Editor's note

Because we are so saturated in American culture, very few Australians realise that free speech in this country isn’t really a thing. It is not merely not protected – it’s far worse than that. If you read any of the vast array of laws that protect government secrets, disclosure in the public interest is discouraged, criminalised, punished, and deplored.

The closest we have ever come to having any positive protection of free speech is a series of High Court decisions which say that our Constitution creates an “implied freedom” to communicate so we can be informed citizens. But it is weak. It can be cancelled out by any law that is reasonable and proportionate to achieve another government objective. Former High Court judge Michael Kirby put it bluntly on the ABC yesterday: Australia has less protection of free speech than most Western countries.

Journalists have cared about this sorry state of affairs for a long time, but their pleas have been dismissed as mere self-interest. Yes, journalists are often victims of laws that protect secrecy and target whistleblowers. But what we want, and what everyone should want, is a healthy system of government that can serve the public interest by bringing important matters to light.

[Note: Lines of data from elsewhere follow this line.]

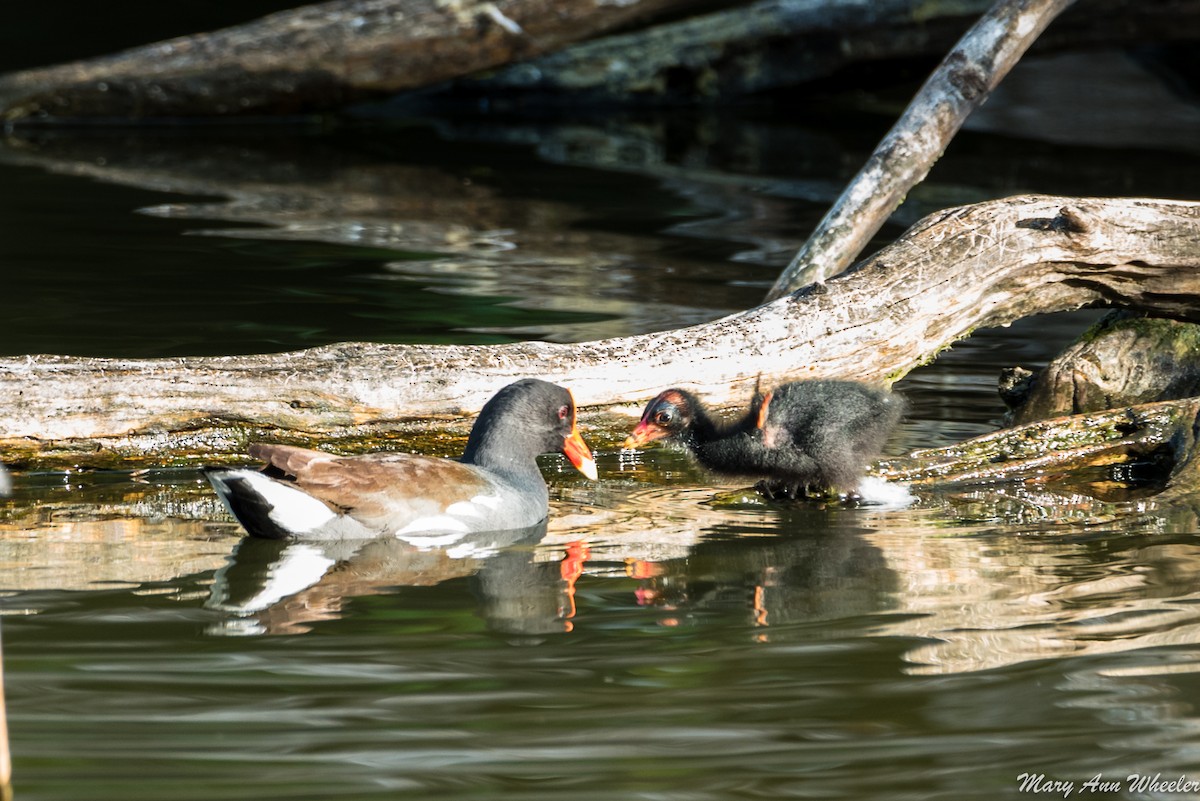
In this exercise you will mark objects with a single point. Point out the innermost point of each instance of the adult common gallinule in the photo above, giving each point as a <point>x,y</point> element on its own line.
<point>803,437</point>
<point>496,485</point>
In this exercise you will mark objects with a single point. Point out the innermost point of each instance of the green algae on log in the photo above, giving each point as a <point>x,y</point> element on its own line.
<point>1053,447</point>
<point>1125,359</point>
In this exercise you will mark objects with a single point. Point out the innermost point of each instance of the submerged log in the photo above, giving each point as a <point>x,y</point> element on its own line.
<point>311,59</point>
<point>982,265</point>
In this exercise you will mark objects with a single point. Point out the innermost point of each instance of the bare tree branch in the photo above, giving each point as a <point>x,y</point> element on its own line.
<point>981,265</point>
<point>964,79</point>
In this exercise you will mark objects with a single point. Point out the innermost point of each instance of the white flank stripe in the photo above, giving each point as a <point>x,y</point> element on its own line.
<point>291,509</point>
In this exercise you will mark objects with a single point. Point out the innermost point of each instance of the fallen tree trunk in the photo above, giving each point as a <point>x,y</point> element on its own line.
<point>981,265</point>
<point>1050,449</point>
<point>310,59</point>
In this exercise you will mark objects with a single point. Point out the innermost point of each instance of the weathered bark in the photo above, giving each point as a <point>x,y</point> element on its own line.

The journalist and academic Denis Muller expresses the anger felt by many when he writes that Australian Federal Police, in conducting raids on the ABC and the home of News Limited journalist Annika Smethurst, have allowed themselves to become a tool of “secretive, ruthless and vindictive executive government”. Michelle Grattan writes that Prime Minister Scott Morrison, a keen defender of freedom when it comes to religion, is now faced with the perception that Australia is hostile to a free press.

Meanwhile, Peter Greste, now a Professor of Journalism at the University of Queensland, has long been advocating for greater media freedom as part of a group called the Alliance for Journalists’ Freedom. In May they put out a paper suggesting we should create a law that enshrines media freedom as a positive aspect of our democratic system. Such a law would improve the balance between press freedom and national security, as well as provide a measure of protection from future legislative incursion. (Disclosure: I was part of a round table discussion during which this idea was developed.)

It’s an idea that warrants serious consideration. It’s not a First Amendment, but it could take what many of us already imagine to be the case and turn it into reality.